García Ledesma ha sido protagonista central del movimiento mexicano del blues, primero como creador y ahora como investigador. Ciertamente tiene la experiencia, los conocimientos y la autoridad para hablar del tema y esta vez lo hace cuando se necesita, pues cubre un vacío y abre un camino imprescindible a otras investigaciones que deberán venir. Aunque ha vivido la experiencia del blues y podría bombardearnos con anécdotas, historias e historietas, el autor prefirió la sobriedad; procuró resaltar el trasfondo y contextualizar, lo cual siempre se agradece. Por eso, en la primera parte del trabajo, Jorge se puso su tacuche azul marino de adusto académico para darnos las definiciones siempre necesarias, las cuales parten de la naturaleza del arte en general y de la cultura popular. Desde el principio, García Ledesma se preocupa por las implicaciones político-sociales del género y al asentar la historia del blues, nunca pierde de vista sus efectos y repercusiones. Su posición es crítica, contestataria, porque el blues ha sido un arma para resistir y oponerse a la cultura dominante. Por eso esta gran música de los negros oprimidos sin duda es un fenómeno contracultural. Primero se dio en los Estados Unidos, pero después abarcó a numerosas regiones del mundo. Queda claro que ahí donde haya explotación, discriminación, racismo y clasismo surge la necesidad de los jodidos para expresarse. El blues, por tanto, es una suma de sentimientos, lamentaciones y denuncias, conscientes o no, de los de abajo. Pero de todo esto hay ya buenos trabajos, y el de García Ledesma cumple al sintetizarlos. Las mayores aportaciones del libro se dan cuando se ocupa del blues en México. Jorge no habla de oídas y lo que dice es de primera mano, ya que ha participado y atestiguado, desde dentro, “el blues del blues”. Suscintamente, enlista y se refiere a los grandes del género en nuestro país, desde Horacio Reni y los hermanos Bátiz, hasta Betsy Peccanins y Real del Catorce. Claro, entre ellos destaca Jorge mismo, ya que su grupo Follaje, a lo largo de sus más de veinte años de vida, ha sido un baluarte esencial del blues mexicano. Por cierto, me gustó mucho encontrar al buen Parménides García Saldaña entre los máximos blueseros nacionales.

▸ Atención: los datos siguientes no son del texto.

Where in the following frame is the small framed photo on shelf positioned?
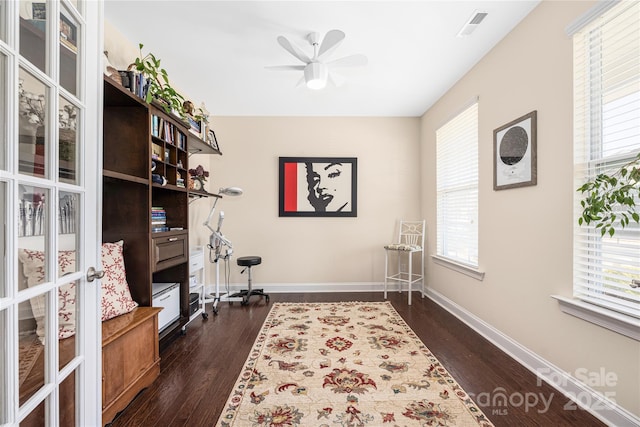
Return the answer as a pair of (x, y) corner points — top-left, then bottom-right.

El libro se ocupa también de los grandes promotores, como Raúl de la Rosa y sus estupendos festivales de blues que nos trajeron a Muddy Waters, Willie Dixon, B. B. King y John Lee Hooker. Asimismo, recuerda los programas radiofónicos, pocos pero a sus horas, como el de Mario Compañet en Radio UNAM. El libro concluye con una selección de textos que ha escrito García Ledesma. Predominan las crónicas, siempre interesantes, pero también hay ensayos y homenajes. Además, de pilón, para seguir la tradición bluesero-rockera, se cierra con un palomazo de otros autores (Compañet, Luis Eduardo Alcántara, José David Cano o Pablo Espinosa) que nos ofrecen varios textículos sobre blues y no faltan diversas discografías. Como se ve, El camino triste de una música. El blues en México y otros textos de blues es muy variado y, por si fuera poco, se viste con una buena colección de fotografías de los blueseros nacionales.
Me gustó leer a Jorge y sólo en ocasiones lamenté la parquedad y que varios temas apenas se aludan. Pero, bueno, esto es normal y casi inevitable en libros pioneros. Más adelante, el mismo García Ledesma u otros autores, ampliarán y enriquecerán las señas de identidad de esta música maravillosa, rescate emocional infalible, además de gran matriz del jazz y del rock.